In Jiangsu province, teachers and students at Yangzhou University's School of Horticulture and Plant Protection are raising the insects for people to set free on Qixi.

"One of the reasons we keep the fireflies is to raise people's environmental awareness," said Zhu Shude, a professor at the school.

Like butterflies and silkworms, fireflies go through four growth stages -egg, larva, pupa and adult - Zhu said.

"Fireflies have high standards for their habitats. If you like fireflies, you should protect the environment for them."

Mao Nian, a graduate student, admitted that "raising fireflies is not easy".

"The larva will die if the temperature is too high or low. And you need an environment that retains moisture for the fireflies to survive," Mao said.

The students have established a mini ecosystem for the fireflies, which are kept in an incubator at 25 C. It contains earth, grass and lights, and maintains the correct humidity level.

"One species, aquatic fireflies, lives in clean water and another species, the terrestrial, lives on the earth where they always hide from other creatures," Mao said.

"When the larvae come out of the eggs, they feed on mollusks and earthworms. They secrete mucus to paralyze the mollusks, and then they digest their food by secreting a kind of digestive juice."
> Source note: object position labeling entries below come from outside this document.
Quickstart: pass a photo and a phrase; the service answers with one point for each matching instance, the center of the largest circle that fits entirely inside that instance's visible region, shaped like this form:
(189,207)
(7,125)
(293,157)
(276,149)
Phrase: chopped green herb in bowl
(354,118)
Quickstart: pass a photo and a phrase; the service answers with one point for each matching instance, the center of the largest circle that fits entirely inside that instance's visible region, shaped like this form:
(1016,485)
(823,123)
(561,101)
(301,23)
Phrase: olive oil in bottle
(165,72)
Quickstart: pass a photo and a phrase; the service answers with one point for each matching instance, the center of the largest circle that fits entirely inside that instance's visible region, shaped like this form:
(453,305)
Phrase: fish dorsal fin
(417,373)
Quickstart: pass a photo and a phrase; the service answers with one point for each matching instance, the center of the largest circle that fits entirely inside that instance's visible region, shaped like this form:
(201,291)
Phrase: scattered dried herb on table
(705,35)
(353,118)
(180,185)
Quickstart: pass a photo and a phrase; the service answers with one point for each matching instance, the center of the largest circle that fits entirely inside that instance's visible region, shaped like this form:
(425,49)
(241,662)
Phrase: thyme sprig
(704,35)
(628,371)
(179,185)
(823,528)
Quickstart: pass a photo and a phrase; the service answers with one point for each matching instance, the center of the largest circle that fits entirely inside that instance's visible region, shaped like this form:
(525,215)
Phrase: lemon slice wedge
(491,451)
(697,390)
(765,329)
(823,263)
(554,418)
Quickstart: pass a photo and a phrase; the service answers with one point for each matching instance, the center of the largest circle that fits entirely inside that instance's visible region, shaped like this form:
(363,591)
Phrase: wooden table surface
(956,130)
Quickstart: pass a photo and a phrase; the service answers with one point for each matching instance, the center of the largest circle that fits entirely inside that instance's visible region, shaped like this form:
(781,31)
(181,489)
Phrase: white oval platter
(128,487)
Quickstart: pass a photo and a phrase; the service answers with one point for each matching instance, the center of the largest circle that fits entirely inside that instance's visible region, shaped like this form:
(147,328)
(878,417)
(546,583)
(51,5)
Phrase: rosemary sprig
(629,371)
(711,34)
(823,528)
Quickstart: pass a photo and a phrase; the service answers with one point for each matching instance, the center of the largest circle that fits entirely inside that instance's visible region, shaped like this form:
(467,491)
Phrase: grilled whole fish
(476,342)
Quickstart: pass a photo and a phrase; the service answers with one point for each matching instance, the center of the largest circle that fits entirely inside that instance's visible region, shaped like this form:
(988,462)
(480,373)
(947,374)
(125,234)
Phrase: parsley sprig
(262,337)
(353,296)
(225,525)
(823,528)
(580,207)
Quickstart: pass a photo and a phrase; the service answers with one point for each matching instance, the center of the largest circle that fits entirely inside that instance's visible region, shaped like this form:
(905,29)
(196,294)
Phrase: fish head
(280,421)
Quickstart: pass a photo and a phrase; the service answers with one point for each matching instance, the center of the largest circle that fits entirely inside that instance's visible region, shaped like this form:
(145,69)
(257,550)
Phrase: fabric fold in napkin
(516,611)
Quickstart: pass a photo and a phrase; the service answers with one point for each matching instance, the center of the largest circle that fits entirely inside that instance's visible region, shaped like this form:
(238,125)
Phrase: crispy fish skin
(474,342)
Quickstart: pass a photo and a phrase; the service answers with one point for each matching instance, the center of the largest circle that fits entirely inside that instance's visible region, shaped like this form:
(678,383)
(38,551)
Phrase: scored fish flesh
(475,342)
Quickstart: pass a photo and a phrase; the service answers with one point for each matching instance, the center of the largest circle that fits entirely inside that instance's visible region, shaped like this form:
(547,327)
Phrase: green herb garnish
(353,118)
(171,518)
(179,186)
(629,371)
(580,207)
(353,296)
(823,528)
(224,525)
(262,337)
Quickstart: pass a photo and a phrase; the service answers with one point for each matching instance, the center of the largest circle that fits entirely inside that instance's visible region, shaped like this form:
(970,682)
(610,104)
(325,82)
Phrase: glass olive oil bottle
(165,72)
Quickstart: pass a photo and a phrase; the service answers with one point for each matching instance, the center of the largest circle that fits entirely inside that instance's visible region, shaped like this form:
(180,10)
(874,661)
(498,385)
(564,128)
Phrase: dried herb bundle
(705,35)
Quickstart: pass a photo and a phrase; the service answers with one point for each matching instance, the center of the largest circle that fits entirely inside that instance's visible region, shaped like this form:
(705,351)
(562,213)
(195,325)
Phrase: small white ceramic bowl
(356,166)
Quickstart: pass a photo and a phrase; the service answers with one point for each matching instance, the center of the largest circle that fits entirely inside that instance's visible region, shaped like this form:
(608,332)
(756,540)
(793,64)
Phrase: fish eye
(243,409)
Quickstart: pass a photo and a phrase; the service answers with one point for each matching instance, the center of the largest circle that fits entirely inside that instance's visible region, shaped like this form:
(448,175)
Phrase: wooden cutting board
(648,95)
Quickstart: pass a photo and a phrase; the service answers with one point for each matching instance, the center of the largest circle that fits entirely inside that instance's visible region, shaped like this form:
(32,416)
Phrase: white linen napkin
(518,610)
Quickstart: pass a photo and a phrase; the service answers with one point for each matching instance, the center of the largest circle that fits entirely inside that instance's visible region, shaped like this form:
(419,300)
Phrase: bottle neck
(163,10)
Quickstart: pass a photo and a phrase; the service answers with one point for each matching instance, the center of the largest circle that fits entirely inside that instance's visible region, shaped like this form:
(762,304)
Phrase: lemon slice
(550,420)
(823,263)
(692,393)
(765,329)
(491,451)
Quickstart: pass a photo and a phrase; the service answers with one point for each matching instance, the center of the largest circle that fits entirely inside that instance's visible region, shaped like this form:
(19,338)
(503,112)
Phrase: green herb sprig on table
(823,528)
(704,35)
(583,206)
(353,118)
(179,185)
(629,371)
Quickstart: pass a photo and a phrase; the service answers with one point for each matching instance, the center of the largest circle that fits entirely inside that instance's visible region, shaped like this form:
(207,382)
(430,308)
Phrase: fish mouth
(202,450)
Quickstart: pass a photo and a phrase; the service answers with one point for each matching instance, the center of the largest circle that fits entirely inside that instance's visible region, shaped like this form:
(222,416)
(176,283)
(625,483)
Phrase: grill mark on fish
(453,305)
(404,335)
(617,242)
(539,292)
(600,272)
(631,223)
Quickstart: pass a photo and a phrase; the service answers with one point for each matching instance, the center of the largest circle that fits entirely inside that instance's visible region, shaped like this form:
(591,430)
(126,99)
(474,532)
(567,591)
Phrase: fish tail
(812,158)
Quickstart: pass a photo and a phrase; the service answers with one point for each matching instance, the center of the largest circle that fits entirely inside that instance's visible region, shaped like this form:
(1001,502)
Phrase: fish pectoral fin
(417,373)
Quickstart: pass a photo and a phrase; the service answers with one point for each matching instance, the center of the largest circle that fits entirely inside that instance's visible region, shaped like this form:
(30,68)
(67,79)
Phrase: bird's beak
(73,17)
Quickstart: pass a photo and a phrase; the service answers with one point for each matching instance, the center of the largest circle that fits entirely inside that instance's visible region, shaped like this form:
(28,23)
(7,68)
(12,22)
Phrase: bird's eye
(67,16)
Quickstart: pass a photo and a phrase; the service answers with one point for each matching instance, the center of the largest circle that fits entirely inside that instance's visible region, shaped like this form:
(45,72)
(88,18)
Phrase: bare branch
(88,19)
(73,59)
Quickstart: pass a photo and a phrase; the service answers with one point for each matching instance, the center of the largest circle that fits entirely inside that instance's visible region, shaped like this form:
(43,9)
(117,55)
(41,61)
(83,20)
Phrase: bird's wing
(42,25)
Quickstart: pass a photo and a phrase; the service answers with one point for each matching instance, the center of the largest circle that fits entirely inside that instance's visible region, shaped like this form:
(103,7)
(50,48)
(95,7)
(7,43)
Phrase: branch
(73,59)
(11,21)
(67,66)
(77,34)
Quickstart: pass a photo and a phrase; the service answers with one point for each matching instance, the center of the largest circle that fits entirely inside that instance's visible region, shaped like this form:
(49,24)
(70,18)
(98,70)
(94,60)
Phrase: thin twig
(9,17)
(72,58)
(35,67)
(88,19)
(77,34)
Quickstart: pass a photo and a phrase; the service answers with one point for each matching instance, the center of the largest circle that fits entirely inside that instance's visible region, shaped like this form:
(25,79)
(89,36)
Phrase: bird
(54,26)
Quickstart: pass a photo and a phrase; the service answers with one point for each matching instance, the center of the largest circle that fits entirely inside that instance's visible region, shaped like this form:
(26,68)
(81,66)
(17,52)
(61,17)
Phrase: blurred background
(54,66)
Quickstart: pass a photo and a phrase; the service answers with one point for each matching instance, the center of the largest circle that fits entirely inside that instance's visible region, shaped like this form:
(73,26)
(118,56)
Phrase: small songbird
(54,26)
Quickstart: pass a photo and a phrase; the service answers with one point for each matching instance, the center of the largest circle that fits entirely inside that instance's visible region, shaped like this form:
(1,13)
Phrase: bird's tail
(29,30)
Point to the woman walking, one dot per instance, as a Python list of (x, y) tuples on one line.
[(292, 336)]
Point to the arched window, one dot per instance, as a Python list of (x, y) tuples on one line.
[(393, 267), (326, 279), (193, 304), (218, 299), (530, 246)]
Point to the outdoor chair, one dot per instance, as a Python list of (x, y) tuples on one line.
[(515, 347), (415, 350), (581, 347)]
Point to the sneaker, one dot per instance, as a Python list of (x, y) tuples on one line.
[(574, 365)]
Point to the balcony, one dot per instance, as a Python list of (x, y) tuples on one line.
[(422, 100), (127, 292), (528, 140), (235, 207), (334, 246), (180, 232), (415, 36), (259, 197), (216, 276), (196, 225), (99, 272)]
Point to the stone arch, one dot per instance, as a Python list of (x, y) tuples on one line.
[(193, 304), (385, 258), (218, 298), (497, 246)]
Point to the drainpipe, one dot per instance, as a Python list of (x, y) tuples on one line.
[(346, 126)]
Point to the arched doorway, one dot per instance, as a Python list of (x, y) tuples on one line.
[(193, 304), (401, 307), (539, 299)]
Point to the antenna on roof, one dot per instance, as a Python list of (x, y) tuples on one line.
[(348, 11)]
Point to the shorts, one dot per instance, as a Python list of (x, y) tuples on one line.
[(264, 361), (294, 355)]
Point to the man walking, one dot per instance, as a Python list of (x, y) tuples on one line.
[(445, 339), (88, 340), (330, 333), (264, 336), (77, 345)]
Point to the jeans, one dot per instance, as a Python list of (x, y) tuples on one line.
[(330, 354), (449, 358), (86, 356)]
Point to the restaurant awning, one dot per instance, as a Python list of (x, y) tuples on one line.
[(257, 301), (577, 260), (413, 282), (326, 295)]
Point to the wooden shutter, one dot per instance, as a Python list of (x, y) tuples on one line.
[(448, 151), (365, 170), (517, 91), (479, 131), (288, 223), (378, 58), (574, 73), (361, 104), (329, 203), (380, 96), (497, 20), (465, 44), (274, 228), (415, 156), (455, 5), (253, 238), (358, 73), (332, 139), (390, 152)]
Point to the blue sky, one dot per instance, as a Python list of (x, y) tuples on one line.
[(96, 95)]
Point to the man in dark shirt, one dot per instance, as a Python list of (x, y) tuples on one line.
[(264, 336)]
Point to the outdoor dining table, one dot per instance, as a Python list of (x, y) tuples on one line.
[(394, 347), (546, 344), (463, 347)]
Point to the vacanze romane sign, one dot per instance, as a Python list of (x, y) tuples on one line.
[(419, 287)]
"When they reach adulthood, they just have dew, nectar and pollen," said Mao, adding that the bugs emit a faint light at night to attract the opposite sex.

Sun Yiqing, a Yangzhou resident, said that the fireflies remind her of childhood.

"Though I'm a city girl, I always went to my aunt's house in a village during summer holidays. She helped me catch fireflies and washed some glass bottles for me to hold them."

"But I haven't seen them for years," Sun said. "They just disappeared from the village after people built cement roads. It's really thrilling to watch those little bugs fly again at night."

Visitors to Zijin Mountain, in Nanjing, Jiangsu province, can expect to see swarms of fireflies for about three weeks starting in late July. The best place to view the spectacle is near Linggu Temple on the north of the mountain.

The mountain's management bureau asks visitors to not use flashlights or photoflashes to protect the reproduction of the fireflies.

Visitors to many parks, such as Suzhou's Baixiang Bay, Wuxi's Liyuan Park, Xiamen's Firefly Park and Sichuan's Tiantai Mountain can also expect to see the spectacle of hundreds of thousands of fireflies.